When I first thought about a blog dedicated to fears, I was a bit reluctant to start it. I do have many MS related fears but I don’t often give myself time to really think about them. My mind wanders, one thought leads to another and as they travel, rationality gets lost along the way. It’s difficult to articulate my fears into some sort of logical order that you might be able to read and make sense of, because quite often I can’t make sense of them myself.
I know that MS has the potential to affect me far more than it does now. Knowing the possibilities doesn’t cause fear for me; it is in the not knowing that the fears originate. I like to be informed. I feel more in control when I know the possibilities with MS and I think of information as a sort of armour. The more I know, the more I can do to help myself, to protect myself. Since diagnosis I have been lucky in terms of my relapses, I haven’t really had many and anything that I did have was quite minor and disappeared as fast as it set in. I do feel a bit like a fraud at times- I have MS but I am pretty symptom free (apart from fatigue and concentration issues). Although I am aware of the possibilities, either I have deluded myself or I have mindfully created a ‘safe bubble’ as a coping mechanism to protect me from unexplored fears in my mind. My mind contradicts itself. Sometimes I feel like I don’t have MS, but I always know I have it. I always know the reality of the situation.

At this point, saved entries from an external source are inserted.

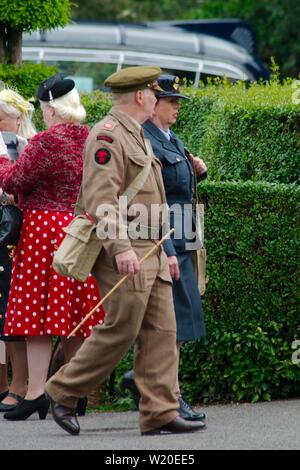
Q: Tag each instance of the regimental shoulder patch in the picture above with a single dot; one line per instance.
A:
(102, 156)
(106, 138)
(109, 125)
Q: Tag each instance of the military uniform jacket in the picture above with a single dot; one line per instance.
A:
(178, 177)
(114, 154)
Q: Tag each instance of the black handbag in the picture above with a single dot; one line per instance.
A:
(11, 219)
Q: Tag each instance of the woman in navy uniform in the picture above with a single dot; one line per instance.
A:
(180, 170)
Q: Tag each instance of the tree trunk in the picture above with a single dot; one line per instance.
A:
(14, 46)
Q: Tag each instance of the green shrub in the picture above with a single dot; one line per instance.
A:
(252, 133)
(25, 79)
(252, 301)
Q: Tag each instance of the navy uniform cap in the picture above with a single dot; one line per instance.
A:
(170, 85)
(55, 87)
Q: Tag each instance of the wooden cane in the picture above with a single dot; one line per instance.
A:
(119, 283)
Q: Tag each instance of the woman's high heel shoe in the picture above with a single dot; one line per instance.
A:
(28, 407)
(81, 406)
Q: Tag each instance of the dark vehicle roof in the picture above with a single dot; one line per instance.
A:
(144, 45)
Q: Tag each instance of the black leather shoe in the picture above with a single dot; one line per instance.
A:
(27, 407)
(186, 411)
(128, 383)
(81, 406)
(65, 417)
(3, 395)
(177, 426)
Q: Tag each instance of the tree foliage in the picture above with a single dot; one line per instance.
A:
(17, 16)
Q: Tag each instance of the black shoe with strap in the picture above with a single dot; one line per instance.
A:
(3, 395)
(65, 417)
(186, 411)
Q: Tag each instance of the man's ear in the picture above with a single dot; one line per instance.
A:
(139, 96)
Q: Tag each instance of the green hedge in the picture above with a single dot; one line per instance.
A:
(252, 236)
(252, 301)
(244, 132)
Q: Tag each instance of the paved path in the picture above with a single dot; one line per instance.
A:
(274, 425)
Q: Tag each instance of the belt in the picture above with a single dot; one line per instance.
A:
(143, 232)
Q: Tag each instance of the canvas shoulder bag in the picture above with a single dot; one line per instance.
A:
(81, 247)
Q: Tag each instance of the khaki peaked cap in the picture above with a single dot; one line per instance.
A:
(134, 78)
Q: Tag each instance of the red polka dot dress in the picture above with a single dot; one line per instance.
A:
(46, 178)
(41, 302)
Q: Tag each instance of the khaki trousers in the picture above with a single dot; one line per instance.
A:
(140, 312)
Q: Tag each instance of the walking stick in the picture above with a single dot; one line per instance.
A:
(119, 283)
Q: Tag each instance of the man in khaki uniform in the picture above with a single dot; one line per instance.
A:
(141, 311)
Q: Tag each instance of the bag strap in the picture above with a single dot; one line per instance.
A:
(4, 198)
(131, 190)
(199, 208)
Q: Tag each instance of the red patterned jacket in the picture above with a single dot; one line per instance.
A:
(48, 173)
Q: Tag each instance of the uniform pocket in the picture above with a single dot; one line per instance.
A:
(138, 162)
(139, 281)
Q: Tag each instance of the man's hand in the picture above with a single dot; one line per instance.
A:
(128, 263)
(200, 166)
(173, 267)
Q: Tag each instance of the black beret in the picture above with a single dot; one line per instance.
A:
(171, 87)
(54, 87)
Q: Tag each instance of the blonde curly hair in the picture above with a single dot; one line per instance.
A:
(15, 106)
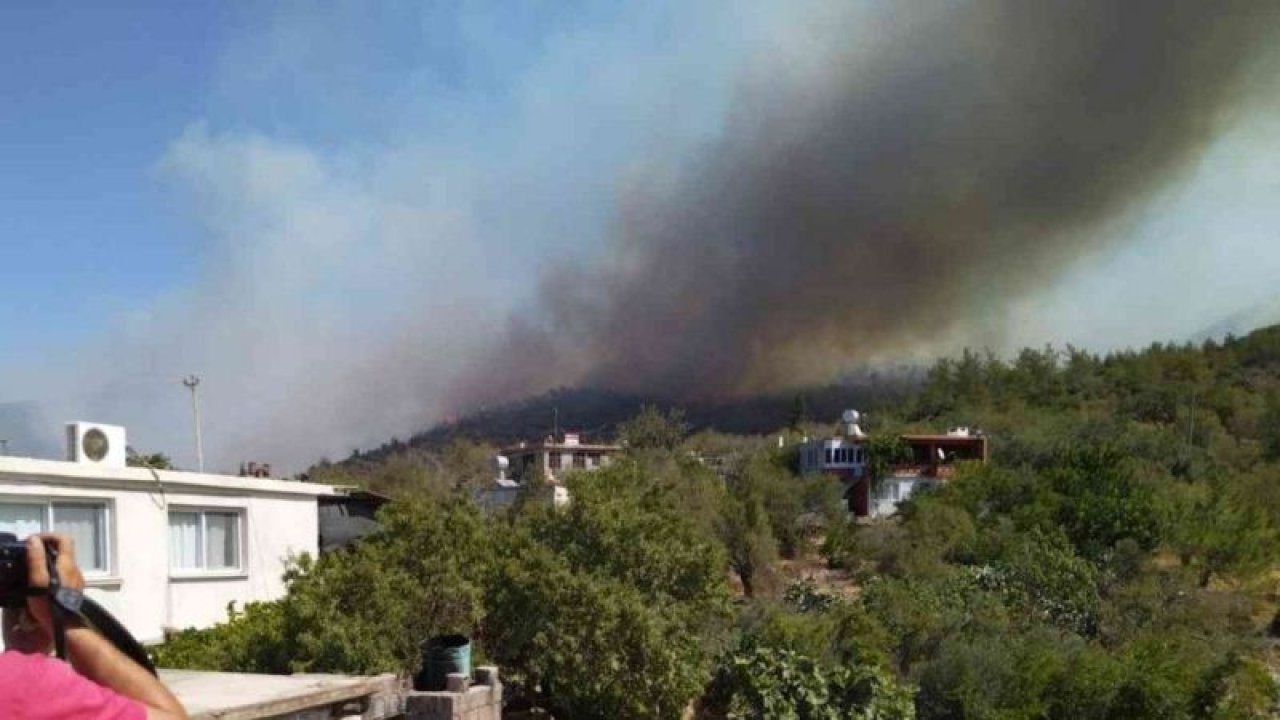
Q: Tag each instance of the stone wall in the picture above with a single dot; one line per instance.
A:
(461, 700)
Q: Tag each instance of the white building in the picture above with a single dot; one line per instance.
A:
(161, 550)
(931, 463)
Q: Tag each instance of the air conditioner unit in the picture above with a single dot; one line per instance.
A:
(95, 443)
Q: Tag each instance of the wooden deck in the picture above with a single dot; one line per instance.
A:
(233, 696)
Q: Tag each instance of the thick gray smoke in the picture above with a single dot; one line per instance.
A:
(888, 181)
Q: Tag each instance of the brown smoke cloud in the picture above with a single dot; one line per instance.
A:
(885, 181)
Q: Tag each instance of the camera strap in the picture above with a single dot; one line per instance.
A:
(71, 602)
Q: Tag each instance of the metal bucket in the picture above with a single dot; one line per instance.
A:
(443, 655)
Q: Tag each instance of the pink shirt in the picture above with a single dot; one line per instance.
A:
(36, 687)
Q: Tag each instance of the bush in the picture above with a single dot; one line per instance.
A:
(766, 683)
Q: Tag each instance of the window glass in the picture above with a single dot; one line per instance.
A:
(184, 541)
(22, 519)
(222, 540)
(86, 524)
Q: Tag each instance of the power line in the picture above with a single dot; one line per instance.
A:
(192, 382)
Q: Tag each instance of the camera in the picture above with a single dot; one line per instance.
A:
(13, 572)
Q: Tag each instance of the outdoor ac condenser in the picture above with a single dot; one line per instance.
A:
(95, 443)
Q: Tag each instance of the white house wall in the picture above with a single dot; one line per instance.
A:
(141, 591)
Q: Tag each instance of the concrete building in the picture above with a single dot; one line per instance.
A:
(552, 459)
(556, 458)
(932, 461)
(160, 548)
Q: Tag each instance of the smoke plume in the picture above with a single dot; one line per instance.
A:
(890, 181)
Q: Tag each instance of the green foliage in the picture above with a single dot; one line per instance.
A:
(653, 429)
(767, 683)
(611, 607)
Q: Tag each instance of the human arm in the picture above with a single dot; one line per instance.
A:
(90, 654)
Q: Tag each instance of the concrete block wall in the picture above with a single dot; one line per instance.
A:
(461, 700)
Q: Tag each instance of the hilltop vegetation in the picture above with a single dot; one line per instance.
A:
(1116, 560)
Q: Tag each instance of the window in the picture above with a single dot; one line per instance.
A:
(86, 522)
(205, 540)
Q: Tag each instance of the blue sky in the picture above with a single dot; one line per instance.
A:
(91, 98)
(325, 209)
(321, 208)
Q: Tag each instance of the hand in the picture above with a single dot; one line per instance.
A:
(23, 634)
(37, 574)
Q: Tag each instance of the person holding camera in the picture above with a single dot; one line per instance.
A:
(101, 683)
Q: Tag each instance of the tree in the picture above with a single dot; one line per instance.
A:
(652, 429)
(612, 606)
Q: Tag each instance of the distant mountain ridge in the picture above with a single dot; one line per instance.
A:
(597, 413)
(1243, 322)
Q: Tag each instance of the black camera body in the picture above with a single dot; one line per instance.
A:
(13, 572)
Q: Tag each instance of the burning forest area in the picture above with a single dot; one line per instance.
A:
(645, 360)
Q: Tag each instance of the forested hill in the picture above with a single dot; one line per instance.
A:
(1119, 557)
(1226, 379)
(598, 413)
(1220, 396)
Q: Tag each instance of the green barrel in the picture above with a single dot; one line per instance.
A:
(443, 655)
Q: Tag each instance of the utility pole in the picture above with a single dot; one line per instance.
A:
(192, 382)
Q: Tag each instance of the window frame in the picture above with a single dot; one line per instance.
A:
(46, 524)
(204, 570)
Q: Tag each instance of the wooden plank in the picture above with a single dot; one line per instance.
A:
(233, 696)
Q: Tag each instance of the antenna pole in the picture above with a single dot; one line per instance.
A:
(192, 382)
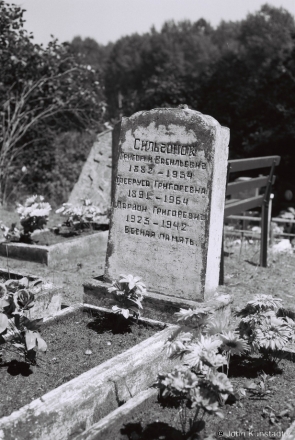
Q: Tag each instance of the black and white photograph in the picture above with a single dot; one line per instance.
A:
(147, 219)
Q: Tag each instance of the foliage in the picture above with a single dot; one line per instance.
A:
(129, 291)
(17, 330)
(53, 167)
(241, 73)
(80, 216)
(33, 216)
(196, 383)
(265, 332)
(41, 90)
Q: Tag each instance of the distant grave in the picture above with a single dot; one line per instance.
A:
(96, 176)
(167, 218)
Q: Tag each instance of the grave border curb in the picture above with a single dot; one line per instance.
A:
(58, 253)
(89, 397)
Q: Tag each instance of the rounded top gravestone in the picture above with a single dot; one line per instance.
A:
(167, 218)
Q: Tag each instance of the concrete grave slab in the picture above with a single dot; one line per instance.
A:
(75, 406)
(166, 225)
(57, 254)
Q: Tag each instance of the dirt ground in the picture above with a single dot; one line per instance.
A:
(244, 278)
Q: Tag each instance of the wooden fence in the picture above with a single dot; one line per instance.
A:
(262, 186)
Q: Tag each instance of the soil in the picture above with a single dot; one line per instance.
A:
(256, 416)
(67, 340)
(244, 278)
(48, 238)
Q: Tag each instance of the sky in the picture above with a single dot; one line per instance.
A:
(108, 20)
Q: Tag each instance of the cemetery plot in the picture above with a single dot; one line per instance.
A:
(68, 251)
(254, 416)
(80, 341)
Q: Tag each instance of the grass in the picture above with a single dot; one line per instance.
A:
(67, 341)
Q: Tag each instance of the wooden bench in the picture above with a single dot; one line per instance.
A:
(236, 206)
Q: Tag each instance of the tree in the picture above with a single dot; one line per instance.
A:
(39, 88)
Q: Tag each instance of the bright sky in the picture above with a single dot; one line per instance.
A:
(108, 20)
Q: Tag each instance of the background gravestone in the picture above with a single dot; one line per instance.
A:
(96, 176)
(168, 207)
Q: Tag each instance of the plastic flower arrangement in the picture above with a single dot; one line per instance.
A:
(33, 216)
(129, 292)
(17, 331)
(80, 216)
(265, 331)
(196, 382)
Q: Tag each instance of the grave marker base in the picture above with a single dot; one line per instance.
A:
(96, 293)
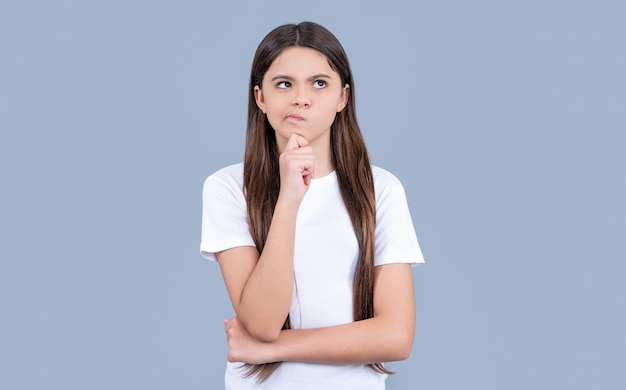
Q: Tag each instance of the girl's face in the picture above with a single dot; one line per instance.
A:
(302, 94)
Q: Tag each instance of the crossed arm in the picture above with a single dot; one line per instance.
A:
(260, 290)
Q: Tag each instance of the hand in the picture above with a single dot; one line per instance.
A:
(297, 163)
(244, 348)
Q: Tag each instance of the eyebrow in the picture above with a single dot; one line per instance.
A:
(289, 78)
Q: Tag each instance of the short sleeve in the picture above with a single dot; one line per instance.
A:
(224, 216)
(396, 241)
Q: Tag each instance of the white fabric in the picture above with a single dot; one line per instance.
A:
(325, 257)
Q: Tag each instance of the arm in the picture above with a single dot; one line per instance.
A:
(386, 337)
(260, 285)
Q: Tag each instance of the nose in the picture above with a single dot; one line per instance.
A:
(301, 99)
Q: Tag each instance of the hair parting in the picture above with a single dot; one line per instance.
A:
(349, 157)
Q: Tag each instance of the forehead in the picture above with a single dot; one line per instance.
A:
(300, 61)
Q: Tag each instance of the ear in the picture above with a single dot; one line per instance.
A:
(343, 100)
(258, 97)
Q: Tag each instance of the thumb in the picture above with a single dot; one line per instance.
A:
(296, 141)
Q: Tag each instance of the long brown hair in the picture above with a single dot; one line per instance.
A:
(349, 157)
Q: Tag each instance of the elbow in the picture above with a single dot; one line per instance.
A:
(264, 333)
(401, 346)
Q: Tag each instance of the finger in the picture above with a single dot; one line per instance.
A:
(296, 141)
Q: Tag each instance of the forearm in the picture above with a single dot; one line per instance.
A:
(363, 342)
(266, 297)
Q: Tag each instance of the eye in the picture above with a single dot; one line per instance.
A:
(319, 84)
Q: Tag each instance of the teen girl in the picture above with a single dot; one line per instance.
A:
(315, 245)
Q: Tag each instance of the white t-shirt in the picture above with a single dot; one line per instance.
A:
(325, 257)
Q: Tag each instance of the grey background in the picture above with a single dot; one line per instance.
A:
(504, 120)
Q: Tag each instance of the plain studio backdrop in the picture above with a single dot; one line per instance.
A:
(504, 120)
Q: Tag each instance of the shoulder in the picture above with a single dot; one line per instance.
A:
(384, 180)
(230, 176)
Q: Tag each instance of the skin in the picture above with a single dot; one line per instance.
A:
(301, 95)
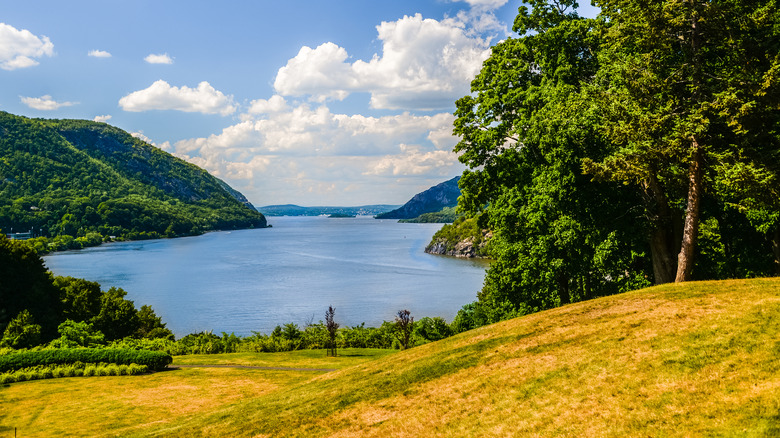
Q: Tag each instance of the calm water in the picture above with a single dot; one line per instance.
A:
(247, 280)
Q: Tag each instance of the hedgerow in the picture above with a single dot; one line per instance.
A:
(73, 370)
(155, 360)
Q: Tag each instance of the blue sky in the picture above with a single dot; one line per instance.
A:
(309, 102)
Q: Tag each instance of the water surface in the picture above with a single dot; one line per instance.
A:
(253, 280)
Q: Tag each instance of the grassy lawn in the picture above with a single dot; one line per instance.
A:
(127, 405)
(699, 359)
(295, 359)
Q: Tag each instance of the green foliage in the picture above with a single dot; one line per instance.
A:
(81, 299)
(26, 285)
(78, 370)
(21, 332)
(558, 236)
(117, 318)
(432, 329)
(74, 183)
(155, 360)
(652, 102)
(150, 325)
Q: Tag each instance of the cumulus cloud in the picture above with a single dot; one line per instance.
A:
(413, 160)
(161, 58)
(99, 54)
(44, 103)
(486, 4)
(162, 96)
(19, 48)
(425, 64)
(268, 106)
(311, 152)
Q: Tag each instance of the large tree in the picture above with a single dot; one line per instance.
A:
(559, 237)
(689, 93)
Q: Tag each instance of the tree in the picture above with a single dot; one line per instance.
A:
(81, 299)
(21, 332)
(150, 325)
(25, 285)
(559, 237)
(332, 327)
(117, 318)
(689, 90)
(403, 327)
(78, 334)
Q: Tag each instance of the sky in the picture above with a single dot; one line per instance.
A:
(308, 102)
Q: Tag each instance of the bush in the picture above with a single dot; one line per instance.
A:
(155, 360)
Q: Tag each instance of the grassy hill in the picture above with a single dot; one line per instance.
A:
(697, 359)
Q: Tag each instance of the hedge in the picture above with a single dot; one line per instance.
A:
(155, 360)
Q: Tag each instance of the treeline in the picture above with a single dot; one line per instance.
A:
(84, 179)
(291, 337)
(39, 309)
(638, 148)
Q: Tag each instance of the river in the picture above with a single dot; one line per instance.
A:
(252, 280)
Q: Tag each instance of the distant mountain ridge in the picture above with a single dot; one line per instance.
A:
(432, 200)
(90, 180)
(297, 210)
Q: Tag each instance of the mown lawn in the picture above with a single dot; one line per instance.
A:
(699, 359)
(127, 405)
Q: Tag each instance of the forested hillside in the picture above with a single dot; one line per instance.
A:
(613, 153)
(432, 200)
(89, 180)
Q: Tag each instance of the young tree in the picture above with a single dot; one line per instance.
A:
(21, 332)
(403, 327)
(332, 327)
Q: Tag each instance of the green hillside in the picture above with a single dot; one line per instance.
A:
(693, 359)
(90, 180)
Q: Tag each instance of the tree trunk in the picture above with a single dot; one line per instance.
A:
(685, 259)
(662, 254)
(663, 237)
(776, 249)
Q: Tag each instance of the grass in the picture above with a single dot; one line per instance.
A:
(699, 359)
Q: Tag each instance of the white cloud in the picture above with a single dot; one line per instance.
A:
(311, 153)
(273, 105)
(161, 58)
(425, 64)
(44, 103)
(162, 96)
(99, 54)
(413, 160)
(486, 4)
(18, 48)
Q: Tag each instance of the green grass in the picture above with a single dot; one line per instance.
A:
(700, 359)
(294, 359)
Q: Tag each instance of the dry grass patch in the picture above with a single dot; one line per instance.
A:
(670, 361)
(124, 405)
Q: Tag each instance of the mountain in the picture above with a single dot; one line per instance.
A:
(91, 180)
(432, 200)
(297, 210)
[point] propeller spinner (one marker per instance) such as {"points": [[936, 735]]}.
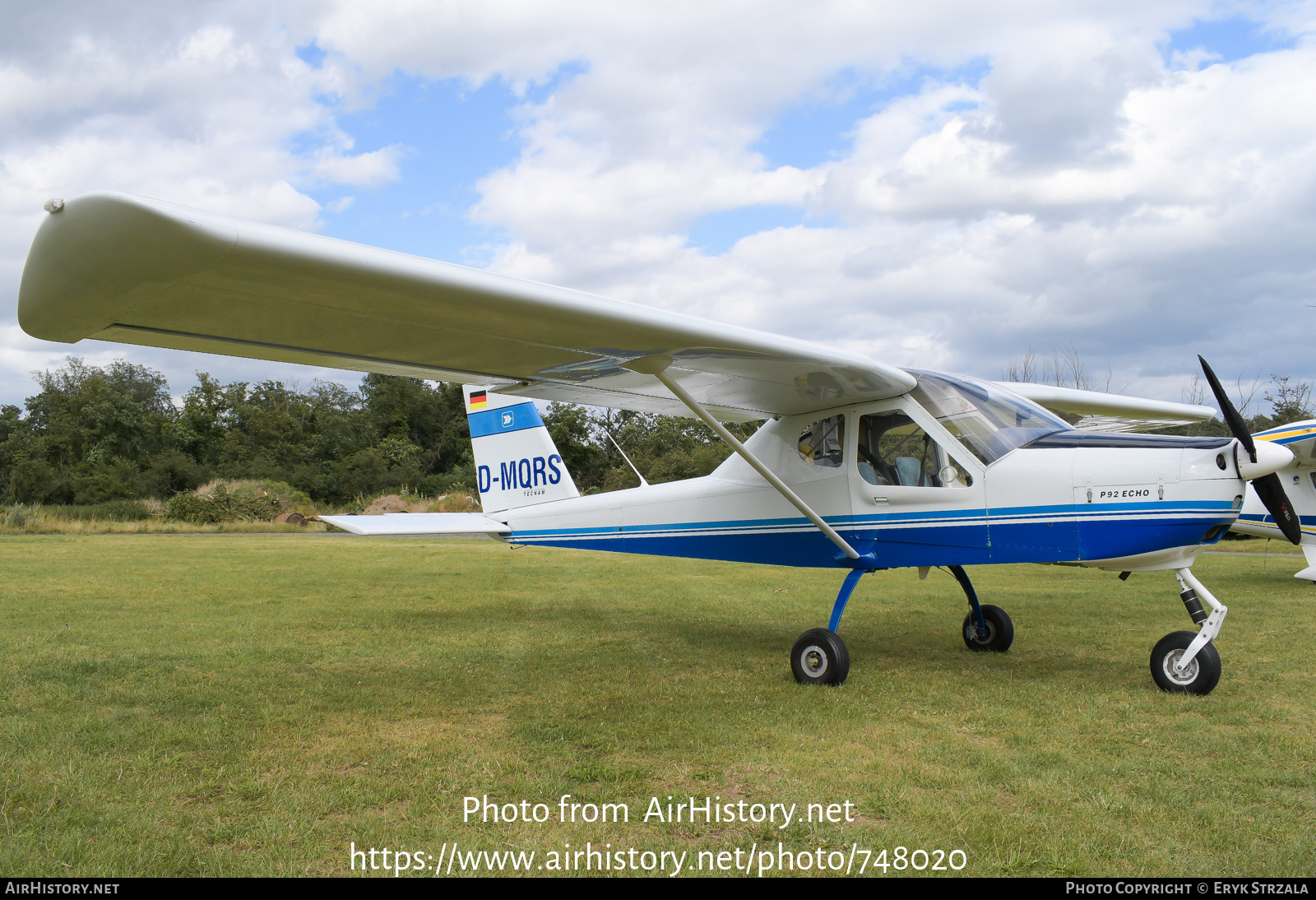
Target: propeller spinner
{"points": [[1269, 487]]}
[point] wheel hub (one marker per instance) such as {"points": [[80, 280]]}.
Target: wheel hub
{"points": [[1188, 675], [815, 661]]}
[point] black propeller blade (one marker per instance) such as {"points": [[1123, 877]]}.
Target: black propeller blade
{"points": [[1269, 487]]}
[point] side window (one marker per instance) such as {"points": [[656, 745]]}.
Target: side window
{"points": [[822, 443], [895, 450]]}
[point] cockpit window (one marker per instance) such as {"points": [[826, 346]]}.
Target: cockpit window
{"points": [[987, 419], [822, 441], [894, 450]]}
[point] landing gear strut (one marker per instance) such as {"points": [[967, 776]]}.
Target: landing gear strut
{"points": [[986, 628], [1186, 662], [820, 656]]}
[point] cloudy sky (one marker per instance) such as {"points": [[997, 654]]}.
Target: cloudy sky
{"points": [[938, 184]]}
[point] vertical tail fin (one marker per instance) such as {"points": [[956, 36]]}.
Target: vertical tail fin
{"points": [[517, 462]]}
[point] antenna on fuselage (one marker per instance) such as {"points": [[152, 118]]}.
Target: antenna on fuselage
{"points": [[642, 482]]}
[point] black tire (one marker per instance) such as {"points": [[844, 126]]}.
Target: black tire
{"points": [[820, 656], [1000, 630], [1203, 673]]}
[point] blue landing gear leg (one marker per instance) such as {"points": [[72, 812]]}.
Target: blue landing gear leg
{"points": [[820, 656], [986, 628]]}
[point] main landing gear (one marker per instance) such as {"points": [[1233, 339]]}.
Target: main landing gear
{"points": [[1186, 662], [820, 656]]}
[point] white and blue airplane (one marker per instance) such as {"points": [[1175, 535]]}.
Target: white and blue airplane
{"points": [[861, 466], [1300, 480]]}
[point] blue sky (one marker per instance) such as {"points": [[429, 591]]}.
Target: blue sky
{"points": [[454, 134]]}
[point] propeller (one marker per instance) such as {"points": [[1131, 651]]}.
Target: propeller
{"points": [[1269, 487]]}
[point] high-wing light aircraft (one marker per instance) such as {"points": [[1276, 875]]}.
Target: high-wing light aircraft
{"points": [[1300, 482], [862, 466]]}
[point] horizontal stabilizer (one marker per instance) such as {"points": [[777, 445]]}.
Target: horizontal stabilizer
{"points": [[1112, 412], [419, 524]]}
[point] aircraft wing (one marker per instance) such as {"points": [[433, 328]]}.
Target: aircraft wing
{"points": [[120, 267], [1111, 412], [419, 524]]}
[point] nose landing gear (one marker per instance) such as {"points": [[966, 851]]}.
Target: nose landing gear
{"points": [[1184, 662]]}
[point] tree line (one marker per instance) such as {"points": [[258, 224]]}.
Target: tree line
{"points": [[100, 434], [94, 434]]}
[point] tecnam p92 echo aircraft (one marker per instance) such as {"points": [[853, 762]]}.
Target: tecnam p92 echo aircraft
{"points": [[862, 466]]}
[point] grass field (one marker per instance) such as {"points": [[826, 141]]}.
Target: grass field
{"points": [[250, 706]]}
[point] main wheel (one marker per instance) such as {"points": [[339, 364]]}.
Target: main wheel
{"points": [[1201, 676], [1000, 630], [820, 656]]}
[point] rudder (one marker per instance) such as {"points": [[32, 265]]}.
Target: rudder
{"points": [[517, 462]]}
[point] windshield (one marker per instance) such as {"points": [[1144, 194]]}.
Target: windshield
{"points": [[987, 419]]}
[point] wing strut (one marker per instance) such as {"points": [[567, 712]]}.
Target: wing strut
{"points": [[753, 461]]}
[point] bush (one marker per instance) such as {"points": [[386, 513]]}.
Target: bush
{"points": [[220, 505]]}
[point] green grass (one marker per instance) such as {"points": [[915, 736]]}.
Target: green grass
{"points": [[249, 706]]}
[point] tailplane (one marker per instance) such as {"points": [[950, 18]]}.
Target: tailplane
{"points": [[517, 462]]}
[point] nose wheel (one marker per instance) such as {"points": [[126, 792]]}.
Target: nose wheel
{"points": [[1199, 676], [820, 656]]}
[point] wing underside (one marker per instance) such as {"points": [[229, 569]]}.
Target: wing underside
{"points": [[127, 269], [1111, 412]]}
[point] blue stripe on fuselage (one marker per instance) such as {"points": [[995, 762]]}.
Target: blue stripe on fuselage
{"points": [[918, 538]]}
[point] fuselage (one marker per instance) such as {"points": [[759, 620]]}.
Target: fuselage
{"points": [[916, 480]]}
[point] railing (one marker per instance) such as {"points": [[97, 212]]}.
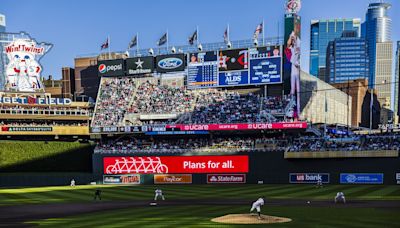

I’m sure some of you have watched Game of Thrones, and for those of you who haven’t watched season 6 yet *spoiler alert* skip to the next paragraph - MS is a bit like Ramsey Bolton. The scene where he is shooting arrows at Rickon Stark as Rickon tries to run to safety reminds me of how I feel about MS. I am running, hoping, but also knowing that MS has a long reach and I will eventually be hit by that arrow. Worse than Ramsey killing Rickon Stark, it was how Ramsey dangled freedom in front of him, having him run towards it and then killing him anyway. I am moving through life, carrying on – but the fear of being struck by the MS arrow looms over me because I never know when it’s going to happen. At least knowing the possibilities helps me protect myself, that’s what I mean when I say that information is like armour. If I’m well informed I can help myself, keep myself well and give myself the best chance possible. I just want to do so much with my life before that arrow hits.
I fear not being able to live an ‘ordinary’ life. I look at people my age and often think about how it must be so easy for them not having this extra baggage, but everyone has baggage of some sort! The society we live in is very false. Social media has most definitely had a huge effect on me and people my age.The likes of Instagram and Facebook are filled with pictures of people's seemingly incredible lives. People seem to push the positive things forward, and I am no exception to this.
I know that people get to where they are going in their own time, and that there are no timescales for achieving life’s dreams, but when you fear being out of the work because of MS, the urge to succeed in a short timeframe escalates greatly. I fear not living my life fast enough, not achieving what I want while I can. It's important not to feed into this but its difficult.
Then, I remind myself of this quote I read a while back, ‘A flower doesn’t think of competing with the flower next to it, it just blooms’. Just bloom.